-
@splastunov The DotHill certainly wasn't great for scaling out, because of the age of the firmware and the old-school treatment of the disk arrays.
We did deploy several disk expansion trays that were part populated at purchase as some level of expansion, and operated most of the array as a single underlying pool, which was then split up into iSCSI presented volumes.
So the limitations of the DotHill controllers and firmware we were using didn't address the storage pool scaling issue that CEPH / GPFS / etal are designed to.
However, some of the newer filer heads that treat their entire available disk array as a consolidated pool and support iSCSI would have that scalability, whilst keeping the hypervisor side relatively straight-forward.
CEPH etal are also in a much more mature place than they were back in the early 2010s too, so if I was doing it again, maybe we would go for a solution architecture based around that. Or XOSTOR, of course!

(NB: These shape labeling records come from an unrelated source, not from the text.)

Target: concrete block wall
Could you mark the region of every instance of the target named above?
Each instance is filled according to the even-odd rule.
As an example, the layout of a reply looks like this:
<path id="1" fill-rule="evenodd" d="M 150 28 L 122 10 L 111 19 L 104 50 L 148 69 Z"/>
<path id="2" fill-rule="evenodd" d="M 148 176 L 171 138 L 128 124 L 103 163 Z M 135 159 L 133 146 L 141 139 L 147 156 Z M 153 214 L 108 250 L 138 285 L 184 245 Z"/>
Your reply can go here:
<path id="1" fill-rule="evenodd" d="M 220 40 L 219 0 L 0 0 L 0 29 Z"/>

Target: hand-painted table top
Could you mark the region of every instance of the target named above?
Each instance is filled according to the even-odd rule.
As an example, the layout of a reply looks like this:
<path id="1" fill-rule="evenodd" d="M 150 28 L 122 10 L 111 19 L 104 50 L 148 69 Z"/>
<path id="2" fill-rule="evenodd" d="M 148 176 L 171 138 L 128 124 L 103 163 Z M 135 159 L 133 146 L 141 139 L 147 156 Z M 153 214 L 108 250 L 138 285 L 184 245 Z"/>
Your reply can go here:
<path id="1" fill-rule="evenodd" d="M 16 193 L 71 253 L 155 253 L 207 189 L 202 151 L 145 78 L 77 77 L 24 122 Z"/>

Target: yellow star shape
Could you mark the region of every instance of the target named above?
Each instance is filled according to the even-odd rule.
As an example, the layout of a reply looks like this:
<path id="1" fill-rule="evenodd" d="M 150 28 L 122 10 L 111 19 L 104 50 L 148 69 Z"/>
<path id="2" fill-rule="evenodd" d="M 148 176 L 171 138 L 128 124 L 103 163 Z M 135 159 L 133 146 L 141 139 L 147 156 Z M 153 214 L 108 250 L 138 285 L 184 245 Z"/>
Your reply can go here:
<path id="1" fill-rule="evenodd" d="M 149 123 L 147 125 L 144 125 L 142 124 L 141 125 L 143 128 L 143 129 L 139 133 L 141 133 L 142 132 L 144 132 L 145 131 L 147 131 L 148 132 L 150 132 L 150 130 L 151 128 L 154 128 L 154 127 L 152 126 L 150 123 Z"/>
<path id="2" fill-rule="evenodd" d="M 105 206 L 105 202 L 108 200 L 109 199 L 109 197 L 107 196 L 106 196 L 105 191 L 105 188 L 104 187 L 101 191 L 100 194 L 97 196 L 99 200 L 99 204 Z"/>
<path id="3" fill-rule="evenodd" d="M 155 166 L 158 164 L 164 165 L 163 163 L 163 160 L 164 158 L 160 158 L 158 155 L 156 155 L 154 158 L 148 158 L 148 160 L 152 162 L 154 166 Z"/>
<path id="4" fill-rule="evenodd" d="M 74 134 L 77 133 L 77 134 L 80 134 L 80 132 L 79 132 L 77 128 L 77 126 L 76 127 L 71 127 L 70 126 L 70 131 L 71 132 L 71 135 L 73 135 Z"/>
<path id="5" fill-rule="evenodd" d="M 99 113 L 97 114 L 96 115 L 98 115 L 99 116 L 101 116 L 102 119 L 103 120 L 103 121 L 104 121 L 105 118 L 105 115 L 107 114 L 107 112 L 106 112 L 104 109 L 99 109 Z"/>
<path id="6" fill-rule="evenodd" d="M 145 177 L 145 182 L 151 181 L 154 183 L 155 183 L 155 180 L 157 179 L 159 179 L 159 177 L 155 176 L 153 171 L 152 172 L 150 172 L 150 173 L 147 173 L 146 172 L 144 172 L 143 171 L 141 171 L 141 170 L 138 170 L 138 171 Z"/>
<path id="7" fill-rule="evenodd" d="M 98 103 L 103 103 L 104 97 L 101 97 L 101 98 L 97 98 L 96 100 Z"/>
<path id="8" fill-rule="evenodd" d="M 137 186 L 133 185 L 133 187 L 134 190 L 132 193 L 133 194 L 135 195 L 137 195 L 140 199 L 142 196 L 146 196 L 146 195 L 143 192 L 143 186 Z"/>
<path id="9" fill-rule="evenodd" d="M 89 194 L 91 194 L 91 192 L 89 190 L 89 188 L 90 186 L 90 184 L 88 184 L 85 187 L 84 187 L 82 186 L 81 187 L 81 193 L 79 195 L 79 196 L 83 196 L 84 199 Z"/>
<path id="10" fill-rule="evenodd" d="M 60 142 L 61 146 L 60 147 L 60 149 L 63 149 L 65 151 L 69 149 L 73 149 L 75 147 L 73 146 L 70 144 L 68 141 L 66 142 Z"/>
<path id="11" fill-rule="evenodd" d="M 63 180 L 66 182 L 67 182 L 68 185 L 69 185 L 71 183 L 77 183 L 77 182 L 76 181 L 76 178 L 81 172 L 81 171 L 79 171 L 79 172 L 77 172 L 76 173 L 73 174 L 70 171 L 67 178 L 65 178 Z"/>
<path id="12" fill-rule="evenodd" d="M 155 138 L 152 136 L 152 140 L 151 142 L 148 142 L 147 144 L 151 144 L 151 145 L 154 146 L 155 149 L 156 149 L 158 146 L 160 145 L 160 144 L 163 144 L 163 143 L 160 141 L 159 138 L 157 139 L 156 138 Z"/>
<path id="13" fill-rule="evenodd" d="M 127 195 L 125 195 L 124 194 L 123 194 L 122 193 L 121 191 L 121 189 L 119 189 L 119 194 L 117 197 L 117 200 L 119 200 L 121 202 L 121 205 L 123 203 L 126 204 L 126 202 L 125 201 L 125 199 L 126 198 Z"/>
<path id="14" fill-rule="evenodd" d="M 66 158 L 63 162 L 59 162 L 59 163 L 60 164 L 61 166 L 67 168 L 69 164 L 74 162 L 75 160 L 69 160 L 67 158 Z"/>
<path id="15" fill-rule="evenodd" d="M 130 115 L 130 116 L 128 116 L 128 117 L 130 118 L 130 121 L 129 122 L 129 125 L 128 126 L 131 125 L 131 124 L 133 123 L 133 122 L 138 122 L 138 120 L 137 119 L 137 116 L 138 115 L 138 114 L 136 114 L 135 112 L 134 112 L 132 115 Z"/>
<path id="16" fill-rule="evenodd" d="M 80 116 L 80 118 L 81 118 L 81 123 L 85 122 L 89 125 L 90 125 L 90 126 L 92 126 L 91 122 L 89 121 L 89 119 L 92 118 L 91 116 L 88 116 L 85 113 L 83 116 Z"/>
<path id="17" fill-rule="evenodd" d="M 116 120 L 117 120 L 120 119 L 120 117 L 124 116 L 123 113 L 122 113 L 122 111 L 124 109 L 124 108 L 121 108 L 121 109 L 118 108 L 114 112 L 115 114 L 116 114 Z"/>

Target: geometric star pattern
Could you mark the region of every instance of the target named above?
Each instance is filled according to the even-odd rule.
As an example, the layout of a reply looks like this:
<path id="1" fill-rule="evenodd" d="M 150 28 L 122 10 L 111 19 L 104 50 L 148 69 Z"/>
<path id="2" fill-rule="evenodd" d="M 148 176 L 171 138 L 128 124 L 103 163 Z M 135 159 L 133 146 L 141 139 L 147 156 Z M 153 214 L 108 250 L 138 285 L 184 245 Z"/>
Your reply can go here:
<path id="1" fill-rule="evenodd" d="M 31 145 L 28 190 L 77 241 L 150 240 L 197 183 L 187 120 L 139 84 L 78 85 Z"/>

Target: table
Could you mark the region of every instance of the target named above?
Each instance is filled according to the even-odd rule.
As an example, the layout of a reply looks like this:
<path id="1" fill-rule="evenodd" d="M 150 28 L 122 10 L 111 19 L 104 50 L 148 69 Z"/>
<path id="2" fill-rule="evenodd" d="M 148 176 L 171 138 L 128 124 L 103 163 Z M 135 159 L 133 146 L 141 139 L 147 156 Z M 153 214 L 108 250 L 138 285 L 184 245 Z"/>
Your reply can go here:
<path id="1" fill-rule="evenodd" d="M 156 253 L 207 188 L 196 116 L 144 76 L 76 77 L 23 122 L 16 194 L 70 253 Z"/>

My intent was to present an iSCSI setup instance as something we found relatively bomb-proof, and post-initial configuration, relatively easy to scale. We provisioned 24 port A and B side network switches with jumbo frame support to give us the scalability to add further pools of hypervisors or storage, as required.
-
The typical hypervisor node was provisioned with at least 4 network ports, but most had 8 to allow trunking/resilience for every connection:
Management + live migration (Isolated)
World (Trunk)
iSCSI-A
iSCSI-BThe DotHills were 4 ports per controller, and the two controllers were configured as:
Management
iSCSI-A
iSCSI-B
SpareThe iSCSI-A and iSCSI-B were simple web-managed procurves with 24 ports each.
We had this scaled to 12 hypervisor nodes in 3 pools, all running off the same underlying dothill (dual redundant controller) hardware. We had provisioned some local SSD storage in each hypervisor for any nodes that were struggling for IOPs but ultimately never needed that.